Doctoral Dissertations

Date of Award

5-2021

Degree Type

Dissertation

Degree Name

Doctor of Philosophy

Major

Life Sciences

Major Professor

Scott J. Emrich

Committee Members

Barry B. Bruce, Juan Luis Juat-Fuentes, Dave W. Ussery

Abstract

The advent of inexpensive, high-throughput whole genome sequencing (WGS) technologies has led to the generation of thousands of related genomes, even from a single study. Large-scale genome analysis has resulted in hypothesis-generating approaches in the fields of clinical, human and agriculture genomics. Additionally, population-level genomic sampling has resulted in a decrease in false positives in genotype-phenotype associations and an increase in understanding of the basis of disease, antibiotic and pesticide resistance. Deeper understanding of migration, genetic divergence and evolution has also been made possible due to WGS. This research applies comparative genomics, population genomics and data science approaches to whole genome sequence data at the individual gene and genome scale to identify phylogenetic lineages, species representative sets of genomes and potential phenotype associations.

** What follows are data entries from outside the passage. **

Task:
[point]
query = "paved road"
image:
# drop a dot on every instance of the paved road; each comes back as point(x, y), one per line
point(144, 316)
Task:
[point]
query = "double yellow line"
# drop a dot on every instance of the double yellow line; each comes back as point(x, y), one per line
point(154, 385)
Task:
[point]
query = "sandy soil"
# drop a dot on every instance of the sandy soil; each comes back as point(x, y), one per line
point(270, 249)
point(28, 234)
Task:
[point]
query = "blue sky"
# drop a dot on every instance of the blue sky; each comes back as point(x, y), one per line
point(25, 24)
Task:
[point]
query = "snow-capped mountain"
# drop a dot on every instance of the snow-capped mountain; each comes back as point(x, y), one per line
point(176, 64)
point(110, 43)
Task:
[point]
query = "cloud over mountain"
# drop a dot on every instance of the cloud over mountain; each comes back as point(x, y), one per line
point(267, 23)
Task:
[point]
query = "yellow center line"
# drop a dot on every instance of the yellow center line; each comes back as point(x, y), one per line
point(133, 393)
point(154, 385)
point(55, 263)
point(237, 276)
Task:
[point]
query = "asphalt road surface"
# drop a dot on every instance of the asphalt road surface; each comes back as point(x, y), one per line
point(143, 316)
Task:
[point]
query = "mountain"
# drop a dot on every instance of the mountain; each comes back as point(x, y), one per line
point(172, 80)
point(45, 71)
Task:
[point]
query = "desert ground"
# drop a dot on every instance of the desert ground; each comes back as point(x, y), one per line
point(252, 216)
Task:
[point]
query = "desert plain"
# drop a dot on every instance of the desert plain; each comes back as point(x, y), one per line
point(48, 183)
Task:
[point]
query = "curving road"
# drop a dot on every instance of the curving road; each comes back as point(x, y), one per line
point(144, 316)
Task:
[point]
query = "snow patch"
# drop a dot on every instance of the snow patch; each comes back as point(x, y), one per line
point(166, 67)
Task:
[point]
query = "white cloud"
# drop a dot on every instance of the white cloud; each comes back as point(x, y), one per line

The first chapter is focused on generating representative set of bacteria genomes per a species and determining phylogenetic lineages within each species based on data-driven metrics rather than data-informed manually curated lineages. This goal was accomplished by using Mash for comparing genomes based on whole genome sequence distances, unsupervised clustering metrics for determining lineages and unsupervised learning methods for classification. I first applied these methods to over 15,000 Escherichia coli genomes collected from NCBI RefSeq. Second, I applied these methods to the Cyanobacteria species, Microcystis aeruginosa, collected from NCBI RefSeq. In chapter two, we report the results of surveying the whole genome diversity of the fall armyworm Spodoptera frugiperda (J.E. Smith)) and further the understanding of the populations of fall armyworms within the United States and in Western Hemisphere. This research was accomplished by aligning, calling variants and analyzing genomic diversity based on hierarchical clustering of genomic Mash distances, PCA and comparing nucleotide diversity and population differentiation metrics. In the final chapter of this dissertation I presented a straightforward sequence alignment, variant calling and functional annotation pipeline to identify potential resistant ABCC2 alleles to CryF1. This approach provides a benchmark for future targeted sequencing resistant gene methodologies and the use case for gene surveillance for identifying pesticide resistant alleles.